Ayer, miércoles de ceniza, falleció en Sevilla, a los 69 años de edad, Manuel Benigno García Vázquez, sacerdote muy vinculado a la ciudad en la que ejerció buena parte de su labor pastoral. García Vázquez había nacido en Sevilla el 26 de marzo de 1935. Entró en el seminario sevillano donde cursó sus estudios eclesiásticos y fue ordenado sacerdote el 18 de junio de 1961. Sus primeros destinos como presbítero fueron los de coadjutor en las parroquias sevillanas de San José Obrero y San Benito.
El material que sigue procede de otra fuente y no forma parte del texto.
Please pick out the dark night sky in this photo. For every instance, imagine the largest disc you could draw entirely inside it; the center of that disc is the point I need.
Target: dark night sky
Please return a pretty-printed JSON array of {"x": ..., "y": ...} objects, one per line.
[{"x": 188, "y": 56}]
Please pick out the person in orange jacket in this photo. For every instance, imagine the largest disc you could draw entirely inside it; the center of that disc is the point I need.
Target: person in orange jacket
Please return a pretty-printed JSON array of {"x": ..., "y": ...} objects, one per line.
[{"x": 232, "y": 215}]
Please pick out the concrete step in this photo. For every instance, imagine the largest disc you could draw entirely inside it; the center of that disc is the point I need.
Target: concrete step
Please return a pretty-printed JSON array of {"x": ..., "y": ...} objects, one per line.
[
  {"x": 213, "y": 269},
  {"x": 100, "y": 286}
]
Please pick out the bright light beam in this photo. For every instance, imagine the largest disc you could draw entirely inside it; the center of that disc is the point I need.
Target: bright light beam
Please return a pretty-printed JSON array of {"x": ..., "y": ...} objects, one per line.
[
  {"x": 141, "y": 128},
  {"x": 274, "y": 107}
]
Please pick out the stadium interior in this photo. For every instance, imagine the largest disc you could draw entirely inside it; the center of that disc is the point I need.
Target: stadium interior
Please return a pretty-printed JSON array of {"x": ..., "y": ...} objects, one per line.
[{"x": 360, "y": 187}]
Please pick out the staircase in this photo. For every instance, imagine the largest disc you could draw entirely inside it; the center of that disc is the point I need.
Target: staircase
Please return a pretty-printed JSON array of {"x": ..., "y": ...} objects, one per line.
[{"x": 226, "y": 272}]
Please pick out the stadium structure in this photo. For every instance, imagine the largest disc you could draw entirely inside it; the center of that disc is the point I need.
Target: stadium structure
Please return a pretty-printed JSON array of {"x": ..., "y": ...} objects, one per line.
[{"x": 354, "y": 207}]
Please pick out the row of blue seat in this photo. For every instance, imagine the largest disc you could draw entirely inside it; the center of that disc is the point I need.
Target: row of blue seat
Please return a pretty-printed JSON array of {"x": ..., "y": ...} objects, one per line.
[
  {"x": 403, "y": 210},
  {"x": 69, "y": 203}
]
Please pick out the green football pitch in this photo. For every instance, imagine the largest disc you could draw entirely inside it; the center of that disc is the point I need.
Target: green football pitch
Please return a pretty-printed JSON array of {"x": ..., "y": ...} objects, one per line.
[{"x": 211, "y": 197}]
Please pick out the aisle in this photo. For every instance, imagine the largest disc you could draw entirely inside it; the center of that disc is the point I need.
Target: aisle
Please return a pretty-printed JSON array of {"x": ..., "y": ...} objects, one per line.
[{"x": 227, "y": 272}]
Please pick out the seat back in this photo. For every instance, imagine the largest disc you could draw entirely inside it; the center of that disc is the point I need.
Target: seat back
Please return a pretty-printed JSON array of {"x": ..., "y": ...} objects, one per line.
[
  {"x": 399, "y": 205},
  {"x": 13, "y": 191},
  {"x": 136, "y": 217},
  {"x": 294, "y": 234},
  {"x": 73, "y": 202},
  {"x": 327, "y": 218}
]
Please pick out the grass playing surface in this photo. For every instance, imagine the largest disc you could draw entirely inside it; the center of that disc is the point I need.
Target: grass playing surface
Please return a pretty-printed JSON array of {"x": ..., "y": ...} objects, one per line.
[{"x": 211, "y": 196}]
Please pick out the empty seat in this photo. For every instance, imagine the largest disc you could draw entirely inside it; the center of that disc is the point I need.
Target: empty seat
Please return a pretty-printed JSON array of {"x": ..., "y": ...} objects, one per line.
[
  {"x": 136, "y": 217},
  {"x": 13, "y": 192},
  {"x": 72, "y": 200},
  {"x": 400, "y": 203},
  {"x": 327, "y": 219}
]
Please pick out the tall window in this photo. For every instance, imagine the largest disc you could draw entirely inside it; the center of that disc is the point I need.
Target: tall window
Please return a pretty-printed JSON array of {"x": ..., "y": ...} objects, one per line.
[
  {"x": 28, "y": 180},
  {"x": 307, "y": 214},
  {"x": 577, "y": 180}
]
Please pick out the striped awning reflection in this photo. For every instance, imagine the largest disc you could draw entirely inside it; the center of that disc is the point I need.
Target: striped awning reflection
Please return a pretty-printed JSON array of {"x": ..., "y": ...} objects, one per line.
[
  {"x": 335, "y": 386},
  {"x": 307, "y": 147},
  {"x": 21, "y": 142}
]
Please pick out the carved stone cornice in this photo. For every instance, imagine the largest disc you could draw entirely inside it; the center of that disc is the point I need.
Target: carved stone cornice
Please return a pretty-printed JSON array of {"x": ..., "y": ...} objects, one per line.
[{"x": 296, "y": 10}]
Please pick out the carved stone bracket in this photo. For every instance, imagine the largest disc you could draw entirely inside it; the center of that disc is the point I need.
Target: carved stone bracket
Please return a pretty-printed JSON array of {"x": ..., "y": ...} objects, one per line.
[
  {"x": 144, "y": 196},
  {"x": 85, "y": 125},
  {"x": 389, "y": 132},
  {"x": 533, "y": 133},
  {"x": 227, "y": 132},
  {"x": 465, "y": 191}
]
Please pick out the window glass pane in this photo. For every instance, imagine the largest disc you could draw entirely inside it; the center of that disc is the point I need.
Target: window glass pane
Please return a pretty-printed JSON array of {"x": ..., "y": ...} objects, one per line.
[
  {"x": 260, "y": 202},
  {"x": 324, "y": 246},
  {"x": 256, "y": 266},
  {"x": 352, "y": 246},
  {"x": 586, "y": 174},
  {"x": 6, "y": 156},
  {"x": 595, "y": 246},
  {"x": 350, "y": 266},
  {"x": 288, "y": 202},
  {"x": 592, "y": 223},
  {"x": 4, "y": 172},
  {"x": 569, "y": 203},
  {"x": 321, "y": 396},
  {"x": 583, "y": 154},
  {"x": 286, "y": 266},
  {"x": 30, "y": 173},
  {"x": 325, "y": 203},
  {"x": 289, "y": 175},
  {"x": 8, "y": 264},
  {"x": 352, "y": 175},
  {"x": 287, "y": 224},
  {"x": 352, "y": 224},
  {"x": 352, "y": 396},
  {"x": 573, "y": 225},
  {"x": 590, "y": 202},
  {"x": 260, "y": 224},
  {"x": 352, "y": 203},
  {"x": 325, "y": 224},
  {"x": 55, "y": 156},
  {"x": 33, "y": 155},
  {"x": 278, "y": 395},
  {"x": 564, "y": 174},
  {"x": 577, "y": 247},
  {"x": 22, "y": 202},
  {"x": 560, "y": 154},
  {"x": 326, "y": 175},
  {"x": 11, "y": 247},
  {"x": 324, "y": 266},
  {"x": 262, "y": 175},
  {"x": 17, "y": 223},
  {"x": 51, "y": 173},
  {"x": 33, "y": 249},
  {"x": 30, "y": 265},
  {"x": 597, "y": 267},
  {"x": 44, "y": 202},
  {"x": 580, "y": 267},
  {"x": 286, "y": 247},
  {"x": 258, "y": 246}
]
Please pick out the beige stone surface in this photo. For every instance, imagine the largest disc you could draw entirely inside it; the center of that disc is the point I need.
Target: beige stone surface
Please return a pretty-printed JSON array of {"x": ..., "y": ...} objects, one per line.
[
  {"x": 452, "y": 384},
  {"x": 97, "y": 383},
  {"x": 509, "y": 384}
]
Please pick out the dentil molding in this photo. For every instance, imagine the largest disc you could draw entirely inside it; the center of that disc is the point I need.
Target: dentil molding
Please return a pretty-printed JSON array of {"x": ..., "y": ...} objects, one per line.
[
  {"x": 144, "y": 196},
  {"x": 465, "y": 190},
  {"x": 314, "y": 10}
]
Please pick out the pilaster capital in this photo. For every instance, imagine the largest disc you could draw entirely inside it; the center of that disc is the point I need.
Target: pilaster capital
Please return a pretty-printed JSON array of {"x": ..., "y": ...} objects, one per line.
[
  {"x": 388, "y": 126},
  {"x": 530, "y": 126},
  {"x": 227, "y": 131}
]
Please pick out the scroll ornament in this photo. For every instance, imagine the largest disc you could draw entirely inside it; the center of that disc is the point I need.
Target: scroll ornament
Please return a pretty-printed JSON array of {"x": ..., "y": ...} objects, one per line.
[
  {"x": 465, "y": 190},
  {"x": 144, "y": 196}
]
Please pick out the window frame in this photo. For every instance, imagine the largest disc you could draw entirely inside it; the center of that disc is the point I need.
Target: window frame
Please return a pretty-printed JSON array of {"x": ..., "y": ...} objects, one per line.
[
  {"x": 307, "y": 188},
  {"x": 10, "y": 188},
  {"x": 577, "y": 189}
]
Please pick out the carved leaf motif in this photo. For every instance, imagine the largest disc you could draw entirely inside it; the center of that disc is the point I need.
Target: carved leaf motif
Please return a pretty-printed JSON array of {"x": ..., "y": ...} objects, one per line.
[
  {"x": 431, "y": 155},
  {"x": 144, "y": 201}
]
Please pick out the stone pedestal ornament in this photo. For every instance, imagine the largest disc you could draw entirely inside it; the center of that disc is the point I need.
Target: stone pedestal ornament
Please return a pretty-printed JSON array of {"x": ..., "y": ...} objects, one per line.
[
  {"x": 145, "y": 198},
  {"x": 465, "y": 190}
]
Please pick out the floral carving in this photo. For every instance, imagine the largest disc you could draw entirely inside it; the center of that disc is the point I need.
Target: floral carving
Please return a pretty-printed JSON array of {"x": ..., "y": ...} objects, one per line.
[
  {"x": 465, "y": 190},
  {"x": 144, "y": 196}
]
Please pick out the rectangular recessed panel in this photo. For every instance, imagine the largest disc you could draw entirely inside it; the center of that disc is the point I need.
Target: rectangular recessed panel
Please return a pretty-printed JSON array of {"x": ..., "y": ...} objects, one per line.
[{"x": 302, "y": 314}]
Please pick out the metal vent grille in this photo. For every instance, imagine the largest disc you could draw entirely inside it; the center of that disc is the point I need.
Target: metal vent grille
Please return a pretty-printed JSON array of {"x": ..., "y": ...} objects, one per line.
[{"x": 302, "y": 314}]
Posteriormente, fue enviado a la Universidad de Navarra a cursar estudios de Derecho Canónico, de los que era licenciado y doctor. De vuelta a Sevilla fue nombrado canónigo doctoral de la Santa Iglesia Catedral. Durante diez años, de 1983 a 1993, fue secretario general y canciller del Arzobispado de Sevilla.
No fue hasta después de la Expo’92, cuando se puso en marcha la Fundación Forja XXI, donde se han formado más de diez mil jóvenes. Como presidente que fue de esa Fundación desde 1994, afirmaba que quería devolverle a la sociedad “parte de lo que la sociedad le dio en su día”.
Ayer, de siete a siete y media de la tarde, las campanas de la Giralda repicaron a duelo en su memoria. A las once de la mañana de hoy el cardenal presidirá en la Catedral su funeral.